Laying out her vision for government, she described it as: “Supporting free markets, but stepping in to repair them when they aren’t working as they should. Encouraging business and supporting free trade, but not accepting one set of rules for some and another for everyone else.”

In that vein, May pledged to “[provide] security from crime, but from ill health and unemployment too”.

In a perceived slight of the Cameron-led Conservative administration, she added: “And if we do [succeed] – if we act to correct unfairness and injustice and put government at the service of ordinary working people – we can build that new united Britain in which everyone plays by the same rules, and in which the powerful and the privileged no longer ignore the interests of the people.”

The speech has been welcomed by Conservative organisations, including the Bow Group who’s chair Ben Harris-Quinney said he applauded May’s “return to clear conservative principles”.

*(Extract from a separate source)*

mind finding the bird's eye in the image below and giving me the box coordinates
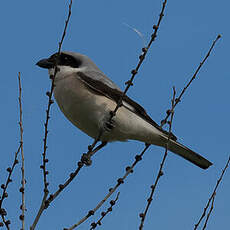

But May was not without her critics.

The former Labour leader Ed Miliband has slammed as “Marxist” her plans to regulate energy prices by introducing price controls, tweeting that they were “anti-business interventionism”:

Meanwhile the right-wing blogger Guido Fawkes has criticised her claim to be “reject[ing] ideological templates,” pointing out: “May is advocating an ideology of ‘centrism’, statist, intervening in the economy, acceptance of perpetual borrowing and over-spending, coupled with greater intrusion by the state into the lives of individuals.”